Earlier this week, the Department of Justice (DOJ) announced that Norwegian Shipping company Wallenius Wilhelmsen Logistics AS (WWL) has agreed to pay a $98.9 million fine for its role in a price-fixing scheme with other international shipping companies that lasted more than a decade.

As part of an ongoing anti-trust investigation, WWL is the fourth shipping company charged in a conspiracy to control prices for the shipment of roll-on, roll-off cargo in and out of the Port of Baltimore and other US ports. The DOJ alleges that the conspirators fixed prices, rigged bids, and allocated customers for the shipment of roll-on, roll-off cargo (which generally includes wheeled vehicles such as cars and trucks and agricultural, construction, and mining equipment) between 2000 and 2012. To date, the four settling shipping companies have agreed to pay more than $230 in fines.

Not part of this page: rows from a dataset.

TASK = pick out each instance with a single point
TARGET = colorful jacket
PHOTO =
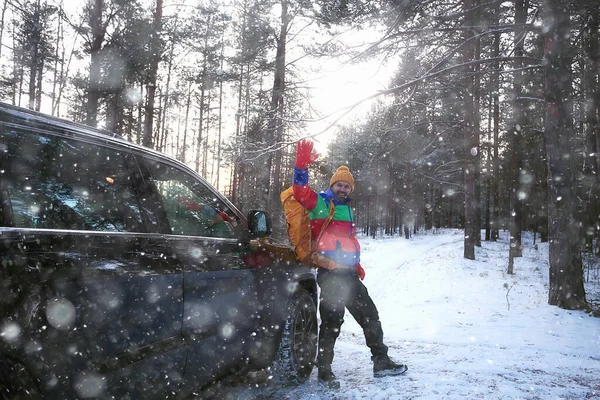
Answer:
(338, 241)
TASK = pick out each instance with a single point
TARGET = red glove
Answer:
(360, 272)
(304, 154)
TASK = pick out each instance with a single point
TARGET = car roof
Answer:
(24, 116)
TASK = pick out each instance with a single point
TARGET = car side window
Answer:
(191, 207)
(57, 183)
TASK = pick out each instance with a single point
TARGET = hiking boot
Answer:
(384, 366)
(327, 378)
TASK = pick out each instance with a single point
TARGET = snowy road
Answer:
(465, 329)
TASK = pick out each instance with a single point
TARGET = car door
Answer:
(107, 294)
(220, 307)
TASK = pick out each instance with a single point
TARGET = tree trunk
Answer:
(591, 181)
(274, 127)
(516, 132)
(566, 269)
(35, 56)
(95, 65)
(495, 224)
(468, 137)
(4, 6)
(155, 51)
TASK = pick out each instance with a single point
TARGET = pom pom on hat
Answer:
(342, 174)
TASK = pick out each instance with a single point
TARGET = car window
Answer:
(57, 183)
(191, 207)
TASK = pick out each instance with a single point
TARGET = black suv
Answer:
(125, 275)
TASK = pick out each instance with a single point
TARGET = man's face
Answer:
(341, 190)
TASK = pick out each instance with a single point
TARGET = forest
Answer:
(489, 121)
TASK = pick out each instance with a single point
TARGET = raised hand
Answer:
(304, 154)
(360, 272)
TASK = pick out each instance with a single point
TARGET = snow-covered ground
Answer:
(466, 329)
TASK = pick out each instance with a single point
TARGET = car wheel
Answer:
(295, 357)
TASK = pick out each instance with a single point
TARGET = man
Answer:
(338, 259)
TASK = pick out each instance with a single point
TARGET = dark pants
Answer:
(341, 289)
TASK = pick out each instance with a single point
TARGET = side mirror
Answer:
(259, 223)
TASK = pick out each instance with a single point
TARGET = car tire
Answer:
(297, 350)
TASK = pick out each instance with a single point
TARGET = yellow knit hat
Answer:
(342, 174)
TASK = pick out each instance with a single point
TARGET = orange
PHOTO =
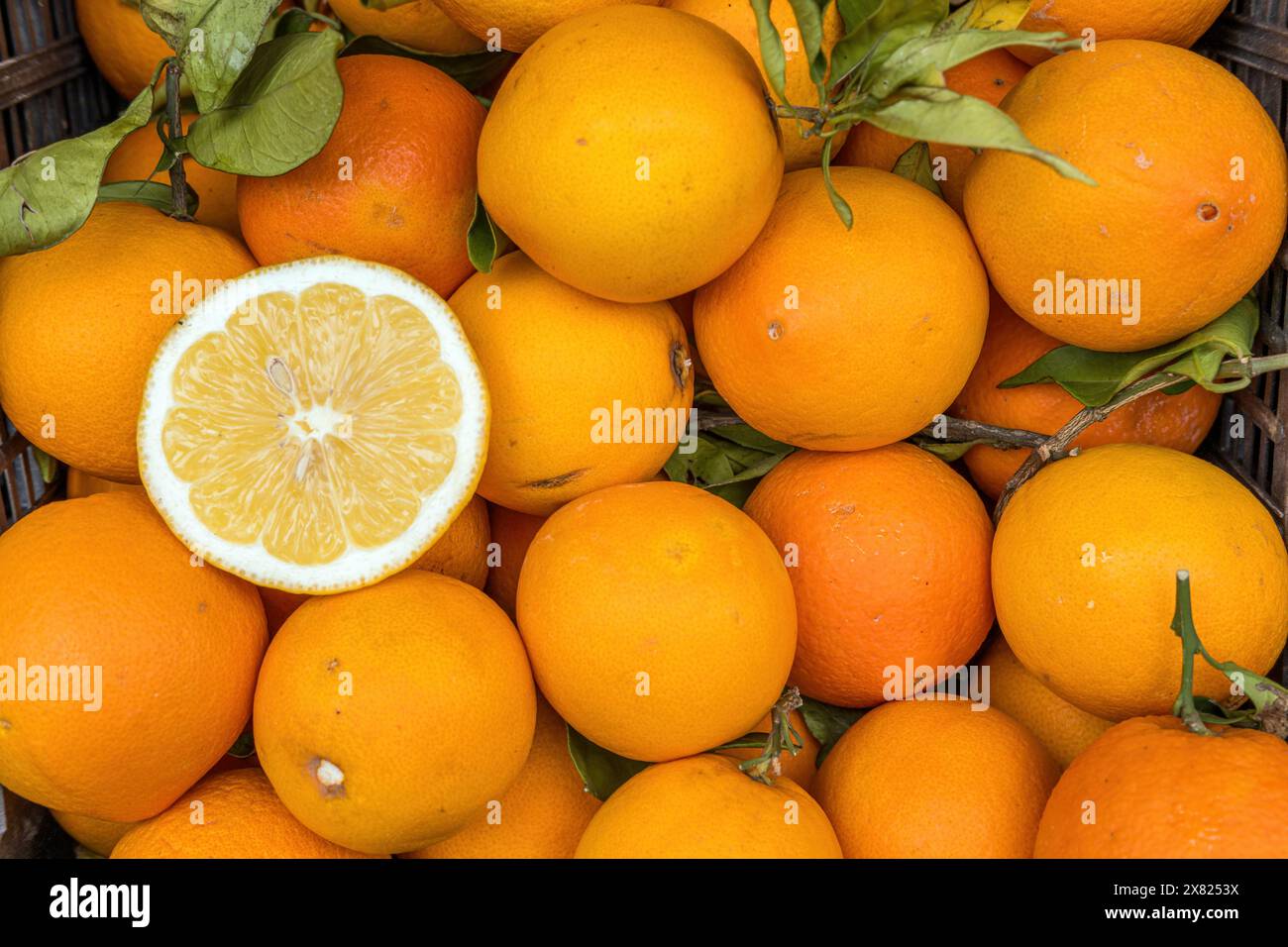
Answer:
(1085, 578)
(420, 25)
(1179, 226)
(738, 20)
(513, 532)
(137, 157)
(80, 483)
(889, 560)
(93, 834)
(541, 815)
(227, 815)
(988, 76)
(797, 334)
(610, 595)
(123, 47)
(703, 806)
(394, 183)
(159, 652)
(1162, 21)
(800, 768)
(518, 24)
(935, 780)
(71, 375)
(631, 154)
(1180, 421)
(1151, 789)
(585, 393)
(1063, 729)
(463, 551)
(387, 718)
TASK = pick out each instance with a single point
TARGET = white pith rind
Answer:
(356, 567)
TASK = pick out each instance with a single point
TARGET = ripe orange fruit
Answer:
(120, 44)
(137, 157)
(738, 20)
(513, 532)
(227, 815)
(1177, 228)
(935, 780)
(1162, 21)
(166, 650)
(888, 553)
(394, 184)
(94, 834)
(703, 806)
(585, 393)
(143, 269)
(387, 716)
(1061, 728)
(631, 154)
(1160, 791)
(541, 815)
(800, 768)
(1180, 421)
(609, 595)
(1085, 569)
(812, 300)
(519, 24)
(420, 25)
(988, 76)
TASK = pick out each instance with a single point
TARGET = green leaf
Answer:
(484, 239)
(279, 112)
(48, 195)
(772, 54)
(931, 114)
(215, 40)
(151, 193)
(827, 723)
(600, 771)
(1095, 377)
(914, 165)
(472, 69)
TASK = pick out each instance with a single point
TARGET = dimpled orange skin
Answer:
(892, 551)
(1100, 634)
(811, 300)
(800, 768)
(1162, 21)
(1180, 421)
(513, 532)
(988, 76)
(541, 815)
(631, 154)
(738, 20)
(1160, 791)
(410, 133)
(352, 702)
(557, 364)
(102, 582)
(1170, 208)
(704, 806)
(520, 22)
(137, 157)
(420, 25)
(658, 618)
(80, 376)
(935, 780)
(240, 817)
(123, 47)
(1064, 729)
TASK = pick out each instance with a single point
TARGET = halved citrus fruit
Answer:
(313, 427)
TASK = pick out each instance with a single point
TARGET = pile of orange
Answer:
(420, 526)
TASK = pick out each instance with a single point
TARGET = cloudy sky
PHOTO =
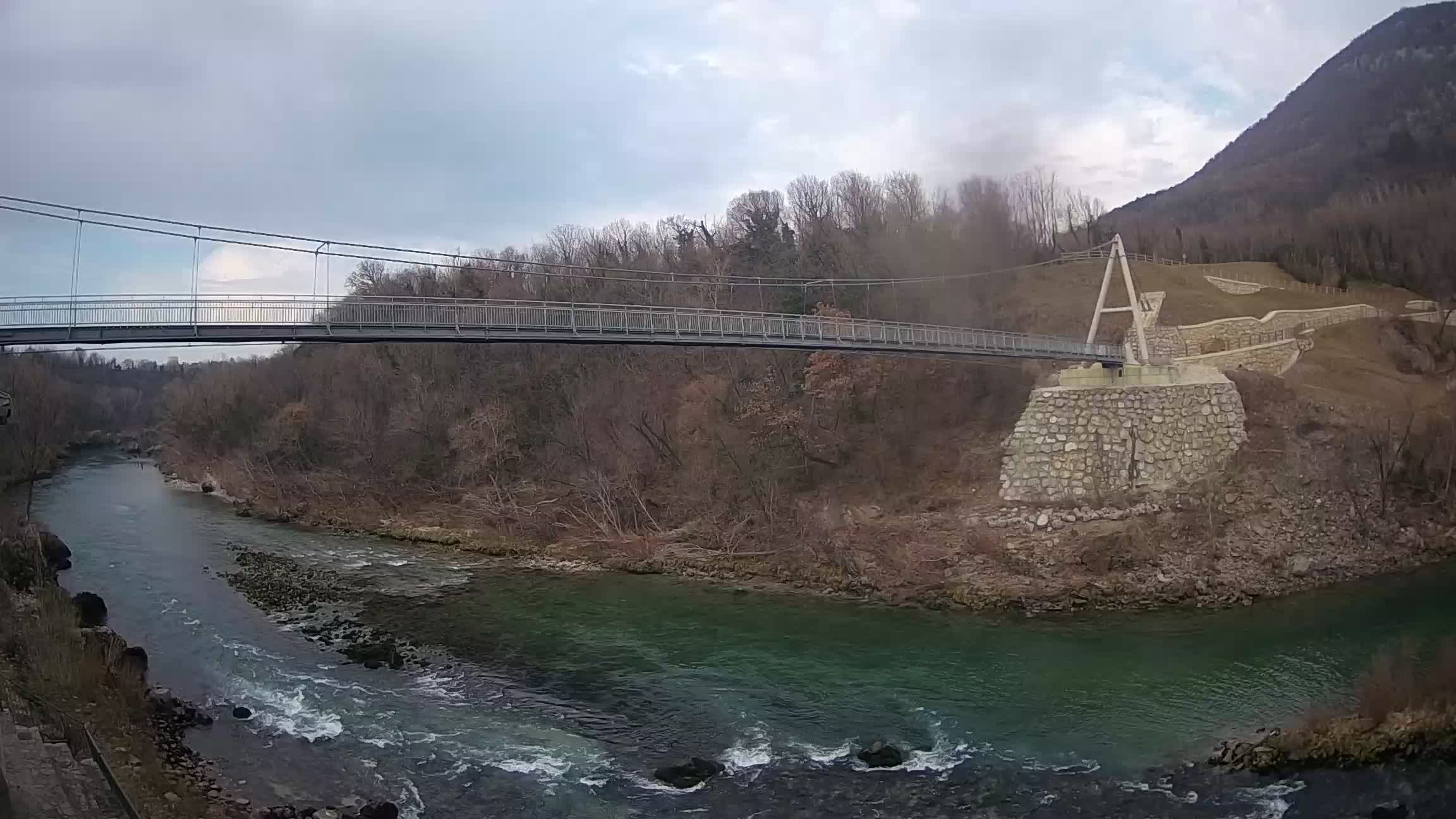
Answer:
(481, 123)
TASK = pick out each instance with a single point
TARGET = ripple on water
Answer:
(288, 710)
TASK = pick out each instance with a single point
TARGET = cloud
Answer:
(487, 123)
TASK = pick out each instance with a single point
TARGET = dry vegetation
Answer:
(1347, 179)
(1405, 707)
(63, 398)
(44, 650)
(868, 475)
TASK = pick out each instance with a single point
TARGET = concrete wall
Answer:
(1085, 442)
(1273, 359)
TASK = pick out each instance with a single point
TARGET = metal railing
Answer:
(1103, 254)
(92, 320)
(31, 708)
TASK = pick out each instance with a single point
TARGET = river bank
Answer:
(568, 689)
(1256, 537)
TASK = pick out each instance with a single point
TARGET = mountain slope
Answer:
(1366, 143)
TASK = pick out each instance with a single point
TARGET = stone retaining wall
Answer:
(1235, 288)
(1231, 330)
(1273, 359)
(1086, 444)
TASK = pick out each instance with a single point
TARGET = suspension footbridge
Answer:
(365, 318)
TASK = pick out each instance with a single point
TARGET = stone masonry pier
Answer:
(1112, 434)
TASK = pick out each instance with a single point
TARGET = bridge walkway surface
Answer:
(108, 320)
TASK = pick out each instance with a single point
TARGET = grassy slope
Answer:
(1057, 299)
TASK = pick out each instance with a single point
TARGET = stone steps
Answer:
(46, 782)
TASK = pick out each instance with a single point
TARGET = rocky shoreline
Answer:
(308, 599)
(159, 756)
(1016, 559)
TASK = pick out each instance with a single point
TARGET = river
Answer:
(566, 691)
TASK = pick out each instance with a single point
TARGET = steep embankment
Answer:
(1349, 178)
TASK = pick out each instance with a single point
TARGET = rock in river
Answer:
(689, 774)
(91, 608)
(58, 554)
(882, 755)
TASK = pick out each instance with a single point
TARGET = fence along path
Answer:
(1212, 270)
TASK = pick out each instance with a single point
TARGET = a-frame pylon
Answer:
(1116, 255)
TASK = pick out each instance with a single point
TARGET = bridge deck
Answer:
(111, 320)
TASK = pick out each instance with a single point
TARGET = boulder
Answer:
(56, 553)
(91, 608)
(384, 652)
(882, 755)
(691, 774)
(133, 662)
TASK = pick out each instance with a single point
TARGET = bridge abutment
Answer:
(1105, 434)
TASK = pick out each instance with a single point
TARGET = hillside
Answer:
(1350, 177)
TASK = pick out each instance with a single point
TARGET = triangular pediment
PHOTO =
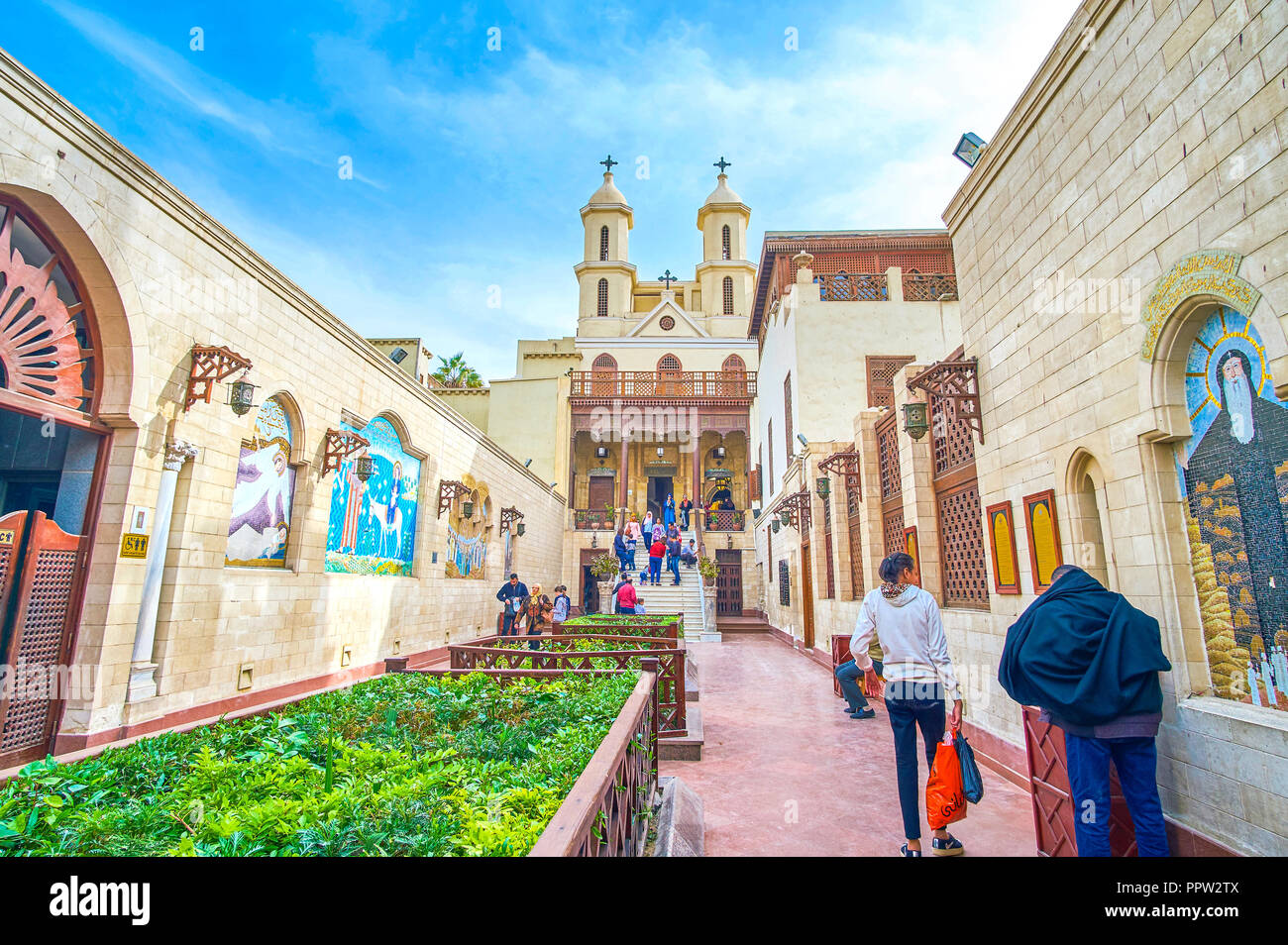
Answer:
(681, 325)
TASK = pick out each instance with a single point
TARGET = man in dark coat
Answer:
(1091, 661)
(511, 596)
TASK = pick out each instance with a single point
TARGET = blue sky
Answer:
(469, 165)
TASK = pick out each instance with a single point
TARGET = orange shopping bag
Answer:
(945, 798)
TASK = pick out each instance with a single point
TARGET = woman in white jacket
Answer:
(918, 675)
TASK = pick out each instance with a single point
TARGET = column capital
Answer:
(178, 452)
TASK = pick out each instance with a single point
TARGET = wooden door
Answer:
(38, 589)
(1054, 808)
(600, 493)
(806, 596)
(729, 582)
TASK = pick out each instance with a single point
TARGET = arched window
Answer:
(603, 374)
(48, 348)
(670, 376)
(261, 523)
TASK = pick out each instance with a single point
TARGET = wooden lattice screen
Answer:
(961, 520)
(854, 514)
(827, 548)
(881, 370)
(892, 484)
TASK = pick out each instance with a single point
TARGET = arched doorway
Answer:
(52, 459)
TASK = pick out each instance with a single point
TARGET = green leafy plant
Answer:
(400, 765)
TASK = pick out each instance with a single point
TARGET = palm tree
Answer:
(454, 372)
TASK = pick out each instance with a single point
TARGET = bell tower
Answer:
(605, 278)
(725, 274)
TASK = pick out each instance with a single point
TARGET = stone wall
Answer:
(1151, 132)
(162, 275)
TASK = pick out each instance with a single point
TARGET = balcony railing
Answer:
(697, 385)
(928, 286)
(593, 520)
(874, 287)
(845, 287)
(724, 520)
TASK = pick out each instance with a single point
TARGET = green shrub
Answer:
(402, 765)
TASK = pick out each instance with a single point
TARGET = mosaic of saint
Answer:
(1234, 471)
(261, 520)
(373, 524)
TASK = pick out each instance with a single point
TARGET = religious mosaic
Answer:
(468, 525)
(373, 524)
(261, 523)
(1234, 472)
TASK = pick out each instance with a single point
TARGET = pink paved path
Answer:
(777, 740)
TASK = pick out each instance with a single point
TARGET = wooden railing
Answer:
(605, 814)
(928, 286)
(845, 287)
(698, 385)
(488, 653)
(724, 520)
(593, 519)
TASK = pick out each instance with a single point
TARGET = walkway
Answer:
(780, 744)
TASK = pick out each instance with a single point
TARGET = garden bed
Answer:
(642, 625)
(406, 764)
(583, 653)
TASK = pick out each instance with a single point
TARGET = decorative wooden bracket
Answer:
(798, 505)
(509, 516)
(210, 365)
(449, 489)
(957, 383)
(339, 445)
(846, 465)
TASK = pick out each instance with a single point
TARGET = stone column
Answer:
(143, 683)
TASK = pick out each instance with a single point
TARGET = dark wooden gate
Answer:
(1052, 799)
(39, 571)
(729, 583)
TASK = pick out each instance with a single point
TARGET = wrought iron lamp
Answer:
(915, 420)
(969, 149)
(241, 395)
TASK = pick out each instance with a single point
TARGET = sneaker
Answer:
(947, 847)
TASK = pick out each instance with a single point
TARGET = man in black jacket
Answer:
(511, 596)
(1091, 661)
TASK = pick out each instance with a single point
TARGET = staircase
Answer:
(670, 599)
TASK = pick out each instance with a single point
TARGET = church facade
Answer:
(652, 396)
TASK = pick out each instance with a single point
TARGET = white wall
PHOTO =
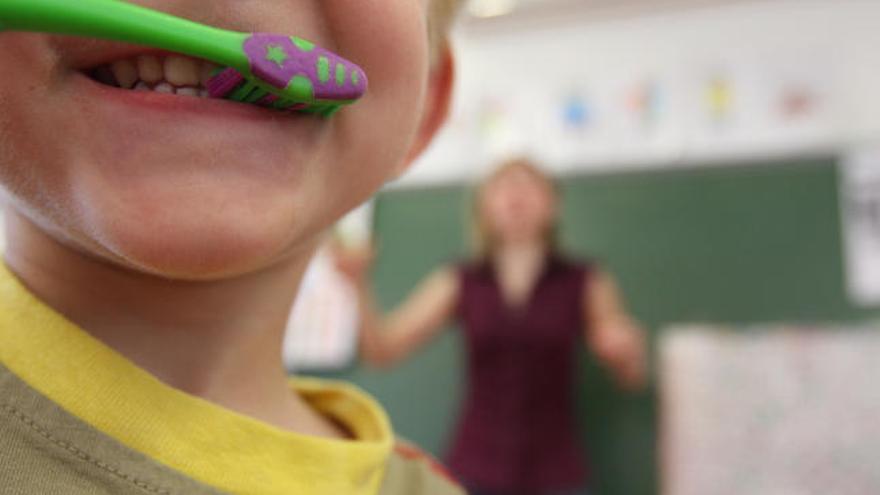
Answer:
(523, 72)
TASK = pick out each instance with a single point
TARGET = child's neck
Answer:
(217, 340)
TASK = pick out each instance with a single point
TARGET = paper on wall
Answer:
(860, 210)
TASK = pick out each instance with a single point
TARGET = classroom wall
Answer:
(515, 76)
(753, 243)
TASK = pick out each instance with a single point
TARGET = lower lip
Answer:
(196, 106)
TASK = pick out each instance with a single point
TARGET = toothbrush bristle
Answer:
(232, 85)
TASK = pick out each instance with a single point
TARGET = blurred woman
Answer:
(523, 308)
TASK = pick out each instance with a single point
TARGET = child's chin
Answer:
(201, 249)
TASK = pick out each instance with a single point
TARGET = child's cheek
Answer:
(389, 39)
(30, 132)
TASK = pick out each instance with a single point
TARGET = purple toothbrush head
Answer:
(299, 75)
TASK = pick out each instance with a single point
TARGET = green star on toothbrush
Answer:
(275, 53)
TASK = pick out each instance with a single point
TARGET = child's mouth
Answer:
(167, 74)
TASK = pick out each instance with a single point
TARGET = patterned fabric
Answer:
(45, 450)
(517, 430)
(770, 410)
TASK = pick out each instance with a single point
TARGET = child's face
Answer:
(190, 188)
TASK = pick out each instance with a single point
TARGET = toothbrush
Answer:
(282, 72)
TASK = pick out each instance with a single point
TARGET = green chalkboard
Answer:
(738, 244)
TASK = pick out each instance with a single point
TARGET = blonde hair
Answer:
(441, 17)
(484, 243)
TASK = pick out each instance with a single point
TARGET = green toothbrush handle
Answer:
(120, 21)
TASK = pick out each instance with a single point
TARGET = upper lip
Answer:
(94, 53)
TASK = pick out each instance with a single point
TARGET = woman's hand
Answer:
(621, 347)
(615, 338)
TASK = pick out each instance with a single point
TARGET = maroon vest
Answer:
(518, 431)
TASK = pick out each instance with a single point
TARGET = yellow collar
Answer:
(221, 448)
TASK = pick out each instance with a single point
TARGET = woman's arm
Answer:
(612, 334)
(386, 339)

In addition to the fine, WWL has agreed to cooperate in the DOJ’s ongoing anti-trust investigation. It is unclear whether the ongoing investigation will focus on other conspiring companies or, based on the DOJ’s recent pivot toward individual accountability and language from its press release that it seeks to hold “ocean shipping companies and executives” responsible for these crimes, whether the investigation will drill down on the individuals responsible for the alleged scheme. With these massive penalties already agreed to by the companies, where the DOJ focuses its investigation next (other corporations or individuals) could be a bellwether for the tide of individual liability in similar large-scale, industry-wide investigations.